I don’t want to be angry, I don’t want to be frustrated but there is so much to do. There are so many walls and ceilings that still need to be broken down. Maybe not for me, a white woman in America, but for anyone who isn’t a white man. Don’t misconstrue my anger or my passion as hatred. I hate no one. I am simply so frustrated and I’ve just awoken to this misery. I can’t imagine the depths of the anger of the black woman who has had to deal with generations of oppression.

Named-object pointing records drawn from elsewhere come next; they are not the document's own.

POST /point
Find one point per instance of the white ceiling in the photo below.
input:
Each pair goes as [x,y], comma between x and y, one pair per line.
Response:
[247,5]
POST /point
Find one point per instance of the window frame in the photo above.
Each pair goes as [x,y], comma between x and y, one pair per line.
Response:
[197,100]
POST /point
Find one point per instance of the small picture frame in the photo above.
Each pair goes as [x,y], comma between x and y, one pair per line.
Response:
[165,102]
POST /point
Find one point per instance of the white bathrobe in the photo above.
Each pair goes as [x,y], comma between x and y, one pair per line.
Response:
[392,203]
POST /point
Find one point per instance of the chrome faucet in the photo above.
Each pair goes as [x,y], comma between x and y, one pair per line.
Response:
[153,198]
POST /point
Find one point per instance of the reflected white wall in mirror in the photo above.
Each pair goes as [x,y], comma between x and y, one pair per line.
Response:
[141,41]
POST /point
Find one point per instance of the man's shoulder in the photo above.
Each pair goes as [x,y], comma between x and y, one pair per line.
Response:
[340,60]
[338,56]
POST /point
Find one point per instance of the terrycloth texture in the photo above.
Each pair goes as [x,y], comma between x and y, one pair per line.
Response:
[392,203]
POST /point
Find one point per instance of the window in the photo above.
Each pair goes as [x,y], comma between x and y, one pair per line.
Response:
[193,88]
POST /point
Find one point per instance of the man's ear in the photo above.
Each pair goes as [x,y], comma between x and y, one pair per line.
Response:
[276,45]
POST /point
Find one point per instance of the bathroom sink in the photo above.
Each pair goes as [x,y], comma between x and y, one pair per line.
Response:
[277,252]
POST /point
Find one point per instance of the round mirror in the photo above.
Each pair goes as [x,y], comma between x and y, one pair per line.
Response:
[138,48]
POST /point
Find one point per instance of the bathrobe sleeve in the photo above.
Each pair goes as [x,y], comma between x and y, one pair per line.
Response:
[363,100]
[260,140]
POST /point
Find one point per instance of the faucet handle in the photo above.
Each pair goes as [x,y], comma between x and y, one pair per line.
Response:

Tomi Lahren can say it’s perceived oppression; that it’s not a real thing; that it can’t be because there is so much equal opportunity now. Tomi, dear, really? There is so much equal opportunity? The Equal Rights Amendment still hasn’t passed; we’re still debating whether a woman deserves the right to decide if she’s ready to be a mother (but hey, the guy? the guy can totally bail and oh, what? He possibly gets jail time for not paying child support over an extended period of time – doesn’t really benefit the mother, either). The picture perfect family structure that Great White Right wants to proliferate isn’t a THING because our education system sucks, we don’t promote people based on merit, and we as a people, as a collective, have all of these biases and judgments and stereotypes that rattle through our minds and we are simply not AWAKE enough to realize the pain we’re inflicting on ourselves. Reality is perception, perception is reality, Tomi. The fact of the matter is that you were ablaze in all your white privilege. You are privileged. How wonderful it is to be you. And while you have every right to criticize the Black Lives Matter movement, Colin Kaepernick, and anyone else you damn well please, for the love of all that is holy and just, bring with you a solution. Don’t say you don’t protest because you’re not a victim. You don’t protest because the system benefits you. Why would you bite the hand that feeds you?
These things are real. The pain is real. Just because it doesn’t directly impact you doesn’t mean that it ceases to exist. It simply means that you don’t care. And how can we ever coexist if you never acknowledge someone else’s pain?